I pick my way over the Atlas Mountains and out into the dunes of the Sahara. I’m invited to live with a family of Arabs who live in tents:

One dark day in late morning, the whole bunch of us were holding forth inside the family tent. The flaps were pulled down tight and anchored with stones all the way around. On this day no one went out; a fierce sandstorm was howling across the land and threatening to rip our encampment to shreds. We held fast though the structure was bending and straining at the ropes.

I felt a kinship, as with sailors at sea; we were at the mercy of the whims of mighty forces, our only measure of security being the sturdiness of our tossing craft. I could see how the fundamental shape of these desert dwellings had evolved; they are low-slung and aerodynamic with no vertical surfaces to catch the wind. We were lulled by the quiet bleating of our herd which had positioned itself on the lee side of the tent, huddled down in a tight cluster. Inside we were cozy, a family gathering mixed with tension and excitement.
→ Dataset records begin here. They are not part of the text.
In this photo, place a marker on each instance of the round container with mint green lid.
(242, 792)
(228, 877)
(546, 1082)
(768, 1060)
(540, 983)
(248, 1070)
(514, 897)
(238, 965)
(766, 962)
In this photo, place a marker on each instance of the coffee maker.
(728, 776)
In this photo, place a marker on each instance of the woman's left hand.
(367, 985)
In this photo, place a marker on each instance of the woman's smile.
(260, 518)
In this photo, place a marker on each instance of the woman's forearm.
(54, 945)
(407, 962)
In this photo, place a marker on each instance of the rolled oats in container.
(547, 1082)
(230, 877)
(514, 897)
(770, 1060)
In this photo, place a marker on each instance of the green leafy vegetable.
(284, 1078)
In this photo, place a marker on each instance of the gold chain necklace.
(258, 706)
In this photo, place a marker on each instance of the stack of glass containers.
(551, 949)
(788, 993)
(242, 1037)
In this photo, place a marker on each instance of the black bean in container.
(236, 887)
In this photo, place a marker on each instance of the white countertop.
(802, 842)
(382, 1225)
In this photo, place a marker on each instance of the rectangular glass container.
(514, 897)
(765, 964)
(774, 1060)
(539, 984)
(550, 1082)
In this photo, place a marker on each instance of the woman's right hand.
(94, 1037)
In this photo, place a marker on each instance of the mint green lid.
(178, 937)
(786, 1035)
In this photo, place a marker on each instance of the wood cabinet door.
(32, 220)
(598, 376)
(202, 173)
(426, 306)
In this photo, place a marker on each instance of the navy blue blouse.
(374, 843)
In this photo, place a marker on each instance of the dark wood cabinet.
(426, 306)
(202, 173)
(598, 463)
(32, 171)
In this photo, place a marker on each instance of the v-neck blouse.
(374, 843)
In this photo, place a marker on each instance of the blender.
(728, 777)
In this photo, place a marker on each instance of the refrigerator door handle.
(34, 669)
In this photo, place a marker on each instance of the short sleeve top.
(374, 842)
A closeness fueled by adrenaline held us all in high spirits. We sipped tea, covering our glasses with one hand as a steady rain of powdery sand sifted over and around us. The women had foreseen this big wind coming, and had brought in an extra load of brush the day before. Mingled with the din of the storm, we became aware of another sound, one so familiar yet so out of place as to send a shock of apprehension through us all—an engine was idling just outside the tent. DjiLaLí struggled with the flap, its bottom edges now buried and weighted down with heavy drifts. The headlights from a jeep were sending two dim and dusty beams toward us—the Erfoud police were here, for me.

Some years later, on foot, deep into the untouristed heart of India:

I threaded my way in the scorching heat amid endless toiling of motor workers, food vendors, bundle haulers, cart pushers, brick stackers, bare-footed women working the roads wearing saris and carrying loads of dirt and rubble in pans perched atop of their heads, and often with a baby riding on their hip.

However I was the curiosity as I gave them a moment’s pause in their repetitive lives to gaze upon me in bewilderment as I passed by. I could read the questions on their faces: why wasn’t I, the white American, finely dressed and riding in a car? Why was I eating so poorly and sleeping beside the road? Why was I here in the first place? Indeed. Why was I, the rich American, poorer than they? Why had I been touched by this madness of the wandering mendicant? For what gain am I subjecting myself to all this misery?

In my heart of hearts I know that it’s precisely this lack of normality that is permitting me to view these cross-sections of the world’s humanity. I’ve allowed myself to be stripped of all the defenses that keep me apart from it, and yet I’m not a part of it, but I’m seeing it as closely as I can, and meeting it on its own terms.

At the end of the journey, flying out of Kathmandu, having had ten years of fantastic adventure and having met the woman who would be my wife and mother of our sons, I reflect:

Whatever our belief-systems may be, this god or that, or no god at all—we are each on our own. Our decisions make us the sole arbiter of our own fortune or fate, and we begin with ourselves and those around us. It’s up to each of us to do our honest best for others, and to do our best to be honest with ourselves.

Ultimately, we will be compelled to our destinies by our level of mind, so if we can strive to reach for the highest—to simply recognize the indwelling sacred essence of all beings and all things—to follow the path of introspection that brings us to personal responsibility, to curiosity, amazement, gratitude and a deep appreciation of the miracle that is life—then we will be on the path of dharma, of universal truths.

My understanding of enlightenment—that clichéd and perhaps overworked term of the day—means to me above all that true happiness comes from the light of a caring heart, that the opened heart of love is the heart of all. It’s the doorway through which all else becomes possible, and like the seashore with its sand, the dharma road will never end.